L'étudiant de 22 ans était contre. À sa troisième année d'études, il voulait avant tout terminer les quatre cours nécessaires à l'obtention de son baccalauréat, en vue de commencer une maîtrise en études internationales l'automne suivant.

Mais devant la décision d'une majorité d'étudiants, les cours ont été suspendus au Département d'histoire. La grève a été reconduite, de semaine en semaine.

À la mi-mai, craignant de perdre sa session, M. Draghici a déposé une demande d'injonction contre l'Université Laval afin de forcer l'établissement à donner les cours. Mais la requête n'a jamais été entendue. La loi 12 (ex-projet de loi 78) a été adoptée quelques jours plus tard, reléguant les demandes d'injonction aux oubliettes.

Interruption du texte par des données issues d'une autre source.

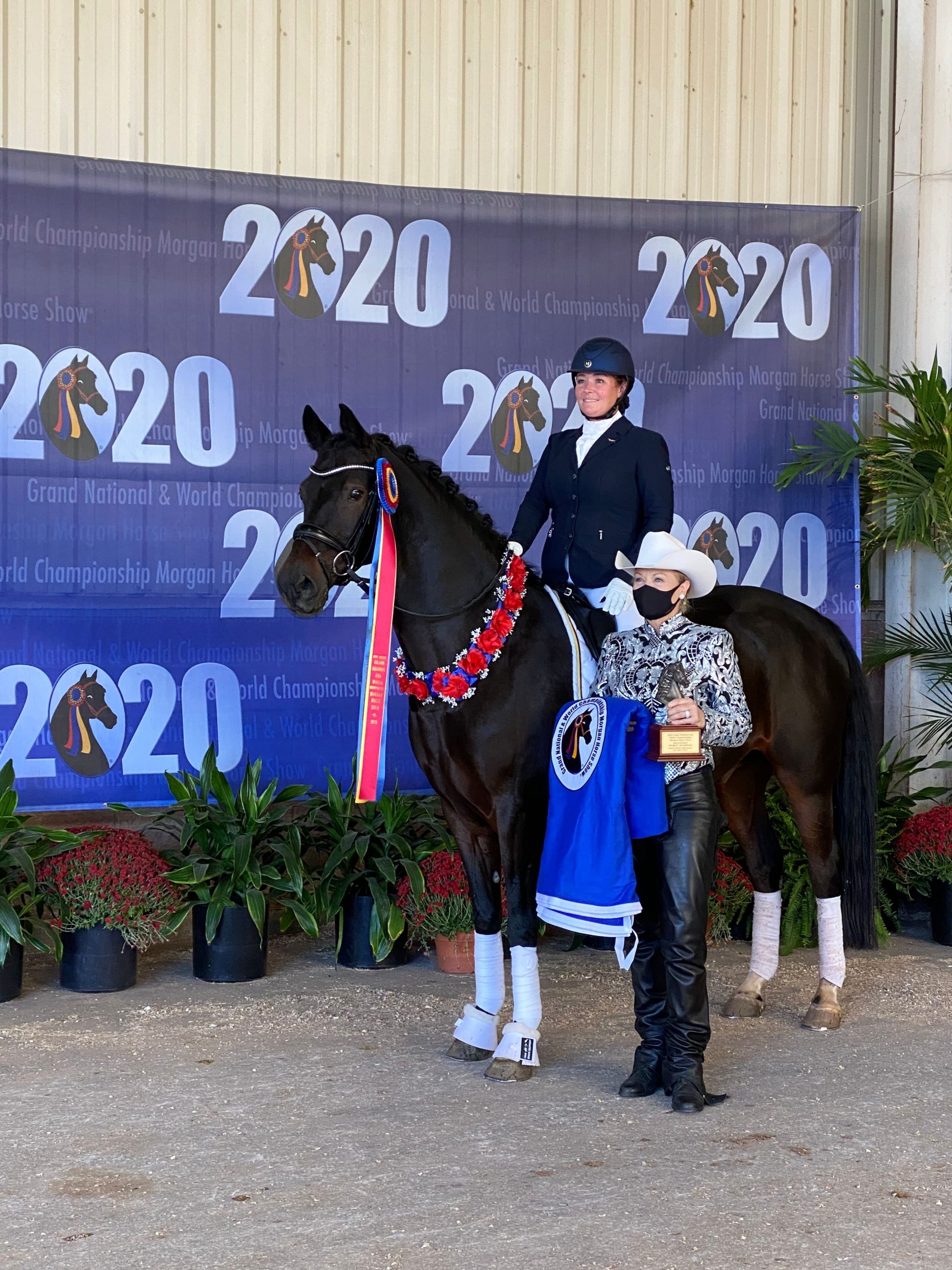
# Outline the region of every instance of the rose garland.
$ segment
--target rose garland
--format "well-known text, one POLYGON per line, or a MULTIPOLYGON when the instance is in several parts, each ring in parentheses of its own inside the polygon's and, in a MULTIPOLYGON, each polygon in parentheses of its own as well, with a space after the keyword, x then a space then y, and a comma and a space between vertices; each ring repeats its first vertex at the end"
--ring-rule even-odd
POLYGON ((477 682, 486 678, 490 665, 512 635, 526 596, 526 561, 506 551, 503 566, 505 575, 496 587, 495 607, 486 610, 482 630, 477 627, 472 631, 472 643, 449 665, 440 665, 426 674, 423 671, 409 671, 404 650, 397 648, 393 673, 402 693, 424 706, 433 705, 434 701, 454 706, 473 695, 477 682))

Cette semaine, il est revenu à la charge. Avec Kim Laganière, une étudiante en techniques infirmières du Collège Montmorency, il a déposé une demande d'autorisation pour un recours collectif contre le gouvernement de même que 25 cégeps et universités, dont l'Université Laval.

Les deux étudiants estiment que les directions des cégeps et des universités n'ont pas pris toutes les mesures nécessaires pour obliger la tenue des cours. Ils réclament des dédommagements pour les préjudices subis pendant la grève étudiante et pour le retard dans leur cheminement scolaire et professionnel.

Les associations étudiantes ne sont pas visées par cette requête, qui est basée sur la notion de contrat entre l'étudiant et l'établissement d'enseignement plutôt que sur la notion de vote de grève, explique l'avocat Michel Savonitto, qui représente les étudiants.

Cours payés, cours dus

«Ce printemps, plusieurs tribunaux ont reconnu que les établissements doivent fournir les cours à partir du moment où l'étudiant a payé, explique-t-il. Le vote étudiant ne peut pas servir de justification pour ne pas fournir le cours.»

Le ministère de l'Éducation, du Loisir et du Sport est aussi poursuivi pour ne pas avoir fait la supervision des établissements dont il a la responsabilité.

De son côté, le président de la Fédération des cégeps n'est pas surpris de cette démarche. «On n'a jamais pensé qu'on était à l'abri de quoi que ce soit. Mais nous sommes des éducateurs, pas des policiers. On a évalué la situation au jour le jour, selon les difficultés et le danger pour la sécurité des étudiants», affirme Jean Beauchesne.

Le recours est financé et soutenu par la Fondation 1625, lancée cet été par trois étudiants, dont Laurent Proulx, étudiant à l'Université Laval, qui a été le premier étudiant à avoir obtenu une injonction forçant la reprise des cours.

Si elle est acceptée, cette demande de recours collectif viserait des milliers d'étudiants. Concernant le montant des réclamations, aucune somme n'a été précisée jusqu'à maintenant.